Periodic Reporting for period 1 - RUSTEE (Rust and Revolution: Understanding Social Technologies in Enlightenment Europe through metaphorology)
Reporting period: 2022-10-01 to 2024-12-31
The use of rust as a metaphor for civilisational decline is ancient, dating back to the Hebrew Bible, but flourished into a wide variety of new expressions during the eighteenth century. RUSTEE aims, first, at understanding the way in which concepts related to Time and Civilisation were crafted – and not simply "expressed" – through metaphor. It is allied with theories of metaphor which maintain that concepts are not pure abstract ideas which are then decoratively enhanced with rhetorical features drawing on the material world, but that analogies taken from the sensed world are fundamental to the development of concepts. Second, RUSTEE aims to test theories (as developed by Bruno Latour and New Materialists) which place humans together in networks with non-human "actors", and which understand agency as shared among all such actors (and not confined to the self-conscious human). It asks in what ways such networks might account for, and include, metaphors and concepts. This goes beyond simply tracing new expressions of the rust metaphor to new scientific ideas or technical innovations: it asks in turn how the metaphoric life of rust influenced interactions with material rust.

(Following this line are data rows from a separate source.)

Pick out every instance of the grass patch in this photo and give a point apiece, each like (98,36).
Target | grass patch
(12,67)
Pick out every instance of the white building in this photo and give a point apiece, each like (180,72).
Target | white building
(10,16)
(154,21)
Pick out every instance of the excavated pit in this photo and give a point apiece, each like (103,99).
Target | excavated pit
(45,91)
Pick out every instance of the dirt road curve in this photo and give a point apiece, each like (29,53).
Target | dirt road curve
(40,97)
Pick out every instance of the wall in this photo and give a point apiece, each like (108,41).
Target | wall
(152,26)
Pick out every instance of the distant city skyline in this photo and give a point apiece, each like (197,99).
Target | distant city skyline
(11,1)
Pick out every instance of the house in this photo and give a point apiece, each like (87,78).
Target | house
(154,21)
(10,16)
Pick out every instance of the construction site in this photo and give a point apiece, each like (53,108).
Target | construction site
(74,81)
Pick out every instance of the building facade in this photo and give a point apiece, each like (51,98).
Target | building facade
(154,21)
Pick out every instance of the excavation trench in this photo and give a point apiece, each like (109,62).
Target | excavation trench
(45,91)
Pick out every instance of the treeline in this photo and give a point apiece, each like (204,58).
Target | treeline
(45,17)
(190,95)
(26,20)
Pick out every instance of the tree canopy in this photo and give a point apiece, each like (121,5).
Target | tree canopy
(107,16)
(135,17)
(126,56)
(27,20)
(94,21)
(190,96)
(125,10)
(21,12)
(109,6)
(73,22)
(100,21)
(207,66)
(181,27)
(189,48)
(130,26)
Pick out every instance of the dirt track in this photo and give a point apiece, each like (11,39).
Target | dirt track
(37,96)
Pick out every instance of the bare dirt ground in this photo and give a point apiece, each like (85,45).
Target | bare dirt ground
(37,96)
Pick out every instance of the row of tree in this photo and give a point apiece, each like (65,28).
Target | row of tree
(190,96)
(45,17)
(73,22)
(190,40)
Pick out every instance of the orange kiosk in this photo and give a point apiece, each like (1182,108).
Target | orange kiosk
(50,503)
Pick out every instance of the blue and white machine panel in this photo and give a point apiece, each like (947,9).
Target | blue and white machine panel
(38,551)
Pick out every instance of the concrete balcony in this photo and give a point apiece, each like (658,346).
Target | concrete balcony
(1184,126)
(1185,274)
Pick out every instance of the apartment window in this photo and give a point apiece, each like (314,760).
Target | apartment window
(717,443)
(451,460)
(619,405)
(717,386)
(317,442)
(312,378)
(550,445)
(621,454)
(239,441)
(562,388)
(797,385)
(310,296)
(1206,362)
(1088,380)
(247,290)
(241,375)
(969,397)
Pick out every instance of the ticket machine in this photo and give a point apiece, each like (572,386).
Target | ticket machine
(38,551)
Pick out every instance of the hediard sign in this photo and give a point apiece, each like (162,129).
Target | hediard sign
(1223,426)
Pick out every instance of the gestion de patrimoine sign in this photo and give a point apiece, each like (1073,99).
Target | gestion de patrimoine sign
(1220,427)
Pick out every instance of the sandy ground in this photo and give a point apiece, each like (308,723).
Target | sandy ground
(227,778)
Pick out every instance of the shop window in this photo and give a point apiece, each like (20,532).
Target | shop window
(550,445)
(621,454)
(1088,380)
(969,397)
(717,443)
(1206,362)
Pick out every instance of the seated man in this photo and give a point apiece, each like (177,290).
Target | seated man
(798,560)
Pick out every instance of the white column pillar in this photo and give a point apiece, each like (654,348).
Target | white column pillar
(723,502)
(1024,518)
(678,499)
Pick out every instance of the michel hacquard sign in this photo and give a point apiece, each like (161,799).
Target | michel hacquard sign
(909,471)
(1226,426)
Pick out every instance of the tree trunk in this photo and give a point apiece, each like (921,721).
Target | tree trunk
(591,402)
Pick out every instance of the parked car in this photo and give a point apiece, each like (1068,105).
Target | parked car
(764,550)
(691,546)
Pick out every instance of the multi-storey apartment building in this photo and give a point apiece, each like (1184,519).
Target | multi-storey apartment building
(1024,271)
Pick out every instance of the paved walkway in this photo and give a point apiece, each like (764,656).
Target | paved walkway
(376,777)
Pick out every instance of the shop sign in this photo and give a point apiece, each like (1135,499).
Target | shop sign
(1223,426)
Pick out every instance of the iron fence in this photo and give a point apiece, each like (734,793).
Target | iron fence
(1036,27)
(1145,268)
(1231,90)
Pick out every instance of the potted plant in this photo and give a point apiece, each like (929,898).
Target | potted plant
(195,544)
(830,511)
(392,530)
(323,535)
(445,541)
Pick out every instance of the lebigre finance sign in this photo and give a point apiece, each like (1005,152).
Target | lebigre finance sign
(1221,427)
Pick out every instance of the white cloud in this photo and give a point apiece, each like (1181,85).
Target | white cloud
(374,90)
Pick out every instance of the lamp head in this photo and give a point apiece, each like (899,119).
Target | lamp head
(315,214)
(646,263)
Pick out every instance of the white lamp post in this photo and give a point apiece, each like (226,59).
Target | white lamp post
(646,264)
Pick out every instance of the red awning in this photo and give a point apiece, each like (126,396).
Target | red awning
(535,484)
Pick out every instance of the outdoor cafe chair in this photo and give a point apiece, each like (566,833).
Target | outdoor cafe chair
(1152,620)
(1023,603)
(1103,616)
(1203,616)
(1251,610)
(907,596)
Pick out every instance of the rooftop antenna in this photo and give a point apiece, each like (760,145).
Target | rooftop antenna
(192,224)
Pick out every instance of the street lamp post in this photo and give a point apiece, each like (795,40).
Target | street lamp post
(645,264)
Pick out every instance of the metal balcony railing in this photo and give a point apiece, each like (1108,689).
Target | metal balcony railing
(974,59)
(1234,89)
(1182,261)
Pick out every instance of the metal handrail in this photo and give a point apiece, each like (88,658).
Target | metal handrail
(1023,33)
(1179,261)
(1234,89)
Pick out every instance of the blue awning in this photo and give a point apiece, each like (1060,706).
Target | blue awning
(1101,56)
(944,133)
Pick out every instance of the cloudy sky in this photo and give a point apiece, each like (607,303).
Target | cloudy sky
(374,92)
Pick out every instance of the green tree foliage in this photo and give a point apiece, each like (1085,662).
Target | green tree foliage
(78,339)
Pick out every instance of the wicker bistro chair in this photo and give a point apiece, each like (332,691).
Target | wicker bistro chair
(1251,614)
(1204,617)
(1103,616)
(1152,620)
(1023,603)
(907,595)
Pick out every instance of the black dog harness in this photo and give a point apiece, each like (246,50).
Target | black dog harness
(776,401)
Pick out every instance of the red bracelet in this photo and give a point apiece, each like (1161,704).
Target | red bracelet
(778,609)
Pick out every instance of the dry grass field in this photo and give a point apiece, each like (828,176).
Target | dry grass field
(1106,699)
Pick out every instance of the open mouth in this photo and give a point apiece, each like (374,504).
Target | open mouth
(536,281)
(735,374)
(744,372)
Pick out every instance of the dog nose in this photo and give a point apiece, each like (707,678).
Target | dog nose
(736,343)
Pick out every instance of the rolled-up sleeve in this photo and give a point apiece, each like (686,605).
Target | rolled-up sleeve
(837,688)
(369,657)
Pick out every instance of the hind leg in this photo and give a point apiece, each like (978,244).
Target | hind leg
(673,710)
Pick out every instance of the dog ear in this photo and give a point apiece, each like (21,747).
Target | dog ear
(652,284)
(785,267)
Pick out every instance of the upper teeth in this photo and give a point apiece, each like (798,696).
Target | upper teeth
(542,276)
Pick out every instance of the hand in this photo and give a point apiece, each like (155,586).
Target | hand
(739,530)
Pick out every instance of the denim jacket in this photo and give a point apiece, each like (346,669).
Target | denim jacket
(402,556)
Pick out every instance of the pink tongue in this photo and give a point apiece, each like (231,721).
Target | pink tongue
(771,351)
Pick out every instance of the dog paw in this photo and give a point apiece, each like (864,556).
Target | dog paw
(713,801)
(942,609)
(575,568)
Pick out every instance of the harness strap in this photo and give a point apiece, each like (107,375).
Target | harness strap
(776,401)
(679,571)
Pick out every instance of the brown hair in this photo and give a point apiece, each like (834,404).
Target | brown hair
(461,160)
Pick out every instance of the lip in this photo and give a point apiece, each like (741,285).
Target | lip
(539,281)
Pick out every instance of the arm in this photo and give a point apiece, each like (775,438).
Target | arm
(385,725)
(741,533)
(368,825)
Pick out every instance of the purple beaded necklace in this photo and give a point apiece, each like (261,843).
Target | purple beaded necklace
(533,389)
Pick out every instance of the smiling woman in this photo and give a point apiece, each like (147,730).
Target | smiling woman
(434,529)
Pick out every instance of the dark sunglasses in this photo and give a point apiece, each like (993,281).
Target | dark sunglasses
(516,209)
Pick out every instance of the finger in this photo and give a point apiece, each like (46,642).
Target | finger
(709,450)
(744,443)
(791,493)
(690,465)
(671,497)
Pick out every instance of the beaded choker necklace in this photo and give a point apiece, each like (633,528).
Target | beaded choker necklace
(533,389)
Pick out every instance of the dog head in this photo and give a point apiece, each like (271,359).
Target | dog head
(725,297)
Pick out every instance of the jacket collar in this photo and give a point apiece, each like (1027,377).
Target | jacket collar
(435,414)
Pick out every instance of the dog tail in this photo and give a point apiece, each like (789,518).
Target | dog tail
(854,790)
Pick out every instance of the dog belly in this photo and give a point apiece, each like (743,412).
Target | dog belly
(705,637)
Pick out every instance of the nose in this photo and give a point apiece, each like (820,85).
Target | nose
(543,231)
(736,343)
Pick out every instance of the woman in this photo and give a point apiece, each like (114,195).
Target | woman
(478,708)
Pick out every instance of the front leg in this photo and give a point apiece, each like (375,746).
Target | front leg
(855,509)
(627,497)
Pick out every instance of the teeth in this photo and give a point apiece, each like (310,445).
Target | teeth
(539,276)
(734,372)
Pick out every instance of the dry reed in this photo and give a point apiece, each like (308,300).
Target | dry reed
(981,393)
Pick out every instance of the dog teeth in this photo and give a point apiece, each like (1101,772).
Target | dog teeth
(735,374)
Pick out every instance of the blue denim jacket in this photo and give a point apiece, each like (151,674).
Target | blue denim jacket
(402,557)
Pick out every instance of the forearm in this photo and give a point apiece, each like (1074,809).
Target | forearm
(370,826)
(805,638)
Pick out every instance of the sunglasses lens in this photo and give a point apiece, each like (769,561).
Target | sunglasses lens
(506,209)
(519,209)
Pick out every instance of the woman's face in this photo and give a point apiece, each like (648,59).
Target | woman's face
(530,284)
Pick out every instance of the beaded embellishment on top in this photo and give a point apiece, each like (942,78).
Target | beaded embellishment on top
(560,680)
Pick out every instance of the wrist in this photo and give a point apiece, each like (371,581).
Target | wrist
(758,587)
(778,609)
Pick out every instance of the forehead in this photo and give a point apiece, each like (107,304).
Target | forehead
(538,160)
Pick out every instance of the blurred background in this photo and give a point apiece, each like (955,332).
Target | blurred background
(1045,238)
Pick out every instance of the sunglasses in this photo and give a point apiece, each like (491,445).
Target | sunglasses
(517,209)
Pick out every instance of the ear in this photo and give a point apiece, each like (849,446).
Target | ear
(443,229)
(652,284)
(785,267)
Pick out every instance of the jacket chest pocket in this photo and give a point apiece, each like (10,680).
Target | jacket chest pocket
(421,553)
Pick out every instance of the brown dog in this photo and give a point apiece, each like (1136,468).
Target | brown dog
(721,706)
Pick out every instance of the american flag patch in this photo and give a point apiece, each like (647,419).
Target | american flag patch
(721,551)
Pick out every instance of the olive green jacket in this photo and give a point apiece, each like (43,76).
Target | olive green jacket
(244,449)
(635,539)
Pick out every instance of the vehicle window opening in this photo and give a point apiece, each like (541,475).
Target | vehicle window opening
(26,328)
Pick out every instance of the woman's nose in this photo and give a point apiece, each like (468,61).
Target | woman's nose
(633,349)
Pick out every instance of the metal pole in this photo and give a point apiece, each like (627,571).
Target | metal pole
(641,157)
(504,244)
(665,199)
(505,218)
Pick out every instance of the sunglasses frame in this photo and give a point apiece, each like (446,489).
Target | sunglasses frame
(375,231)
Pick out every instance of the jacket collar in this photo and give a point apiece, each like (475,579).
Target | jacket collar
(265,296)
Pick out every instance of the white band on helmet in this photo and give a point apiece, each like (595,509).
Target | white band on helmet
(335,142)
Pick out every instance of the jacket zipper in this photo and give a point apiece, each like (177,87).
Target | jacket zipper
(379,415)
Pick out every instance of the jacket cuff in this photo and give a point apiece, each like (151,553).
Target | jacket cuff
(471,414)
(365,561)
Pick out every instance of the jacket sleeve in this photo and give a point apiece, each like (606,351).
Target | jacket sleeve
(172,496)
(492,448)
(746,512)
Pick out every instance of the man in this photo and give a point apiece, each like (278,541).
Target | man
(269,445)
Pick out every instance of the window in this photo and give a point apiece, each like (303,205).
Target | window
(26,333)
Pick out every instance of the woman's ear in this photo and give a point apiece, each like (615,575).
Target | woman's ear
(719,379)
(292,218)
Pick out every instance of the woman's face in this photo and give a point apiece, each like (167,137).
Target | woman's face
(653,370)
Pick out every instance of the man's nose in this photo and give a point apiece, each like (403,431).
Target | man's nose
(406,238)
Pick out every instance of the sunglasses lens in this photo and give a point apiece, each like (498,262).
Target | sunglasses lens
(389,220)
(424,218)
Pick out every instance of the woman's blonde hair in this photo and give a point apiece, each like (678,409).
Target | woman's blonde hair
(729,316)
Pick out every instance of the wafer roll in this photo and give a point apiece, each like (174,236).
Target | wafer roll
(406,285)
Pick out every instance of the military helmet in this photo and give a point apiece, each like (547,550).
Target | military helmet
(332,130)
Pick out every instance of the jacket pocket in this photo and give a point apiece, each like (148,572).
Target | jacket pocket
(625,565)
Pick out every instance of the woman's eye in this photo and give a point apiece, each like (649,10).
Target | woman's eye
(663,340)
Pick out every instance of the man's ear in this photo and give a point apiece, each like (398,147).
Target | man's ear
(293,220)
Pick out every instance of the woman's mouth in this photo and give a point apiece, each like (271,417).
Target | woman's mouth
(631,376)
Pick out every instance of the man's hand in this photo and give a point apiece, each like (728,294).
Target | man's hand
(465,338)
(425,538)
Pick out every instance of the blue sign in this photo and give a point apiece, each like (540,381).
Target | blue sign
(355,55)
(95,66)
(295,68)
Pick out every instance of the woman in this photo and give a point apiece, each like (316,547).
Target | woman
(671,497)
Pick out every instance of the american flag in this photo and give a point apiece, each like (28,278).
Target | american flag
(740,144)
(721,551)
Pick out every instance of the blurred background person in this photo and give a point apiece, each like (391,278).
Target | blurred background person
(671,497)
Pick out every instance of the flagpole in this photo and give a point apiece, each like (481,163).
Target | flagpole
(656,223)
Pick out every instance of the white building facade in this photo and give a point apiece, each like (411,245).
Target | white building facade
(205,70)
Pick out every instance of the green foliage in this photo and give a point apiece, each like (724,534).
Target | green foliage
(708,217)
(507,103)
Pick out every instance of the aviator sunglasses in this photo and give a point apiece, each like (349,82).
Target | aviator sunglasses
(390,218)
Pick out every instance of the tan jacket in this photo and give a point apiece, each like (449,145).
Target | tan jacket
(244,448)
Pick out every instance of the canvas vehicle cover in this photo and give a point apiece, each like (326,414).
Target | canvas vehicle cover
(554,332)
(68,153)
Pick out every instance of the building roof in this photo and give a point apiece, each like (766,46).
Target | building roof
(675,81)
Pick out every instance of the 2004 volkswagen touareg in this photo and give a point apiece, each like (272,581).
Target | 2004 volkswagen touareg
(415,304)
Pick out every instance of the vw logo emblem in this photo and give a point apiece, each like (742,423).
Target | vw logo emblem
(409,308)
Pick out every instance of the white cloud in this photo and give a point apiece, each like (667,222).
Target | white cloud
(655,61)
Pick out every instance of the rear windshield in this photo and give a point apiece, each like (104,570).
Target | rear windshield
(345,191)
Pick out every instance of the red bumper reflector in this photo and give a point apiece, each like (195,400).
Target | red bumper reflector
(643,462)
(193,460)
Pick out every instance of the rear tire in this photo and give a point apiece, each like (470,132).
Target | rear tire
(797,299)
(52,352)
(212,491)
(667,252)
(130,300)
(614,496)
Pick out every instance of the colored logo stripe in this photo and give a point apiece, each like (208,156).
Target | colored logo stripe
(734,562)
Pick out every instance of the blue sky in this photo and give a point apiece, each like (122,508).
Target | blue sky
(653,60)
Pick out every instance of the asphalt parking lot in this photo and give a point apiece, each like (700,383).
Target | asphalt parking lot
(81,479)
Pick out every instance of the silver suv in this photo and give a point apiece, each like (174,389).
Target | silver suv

The deliverables/outputs of this research are single-authored publications, intended to form the basis of an eventual monograph (to be produced in the years after the end of the grant period).
The project has also identified the process of chemical analysis as an important metaphor for social breakdown, in the work of philosophe/anti/philosophe and revolutionary/counter-revolutionary writers. Analysis and synthesis were geometric and philosophical operations before they were chemical ones, but by the end of the eighteenth century anti-philosophes could present all manner of philosophical analyses as misguided extensions, through metaphor, of the materially destructive work of chemistry. This research has extended our understanding of how modern divisions of knowledge arose by identifying the ways in which counter-revolutionaries accused revolutionaries, and the philosophes who inspired them, of treating society like a chemist treats a compound, rather than developing a science of society itself.
In the domain of Aesthetics, the project has traced the symbolism of rust in poetry, and in writing about poetry. In the latter, “rusty” rhymes and words stand for all that is barbarous. The metaphor is initially negative but, as with attitudes to barbarism itself, this slowly begins to change: both become objects of interest, especially aesthetic interest, in their own right. At the heart of this development is a fascination with an entirely different past and the traces it leaves in the present, in catastrophe, renewal, and the energy released in violent upheavals or chemical reactions. A self-guided walking tour of Freie Universität’s “Rostlaube” or Rust-Bucket campus building and its sculpture collection has also been made freely available, addressing these aesthetic considerations in the present day. The tour introduces the reader to the aesthetic use of corrosion and decay in art and architecture. It addresses the tensions between such controlled or intended decay, and the unintended or uncontrolled decay that conservation seeks to minimise.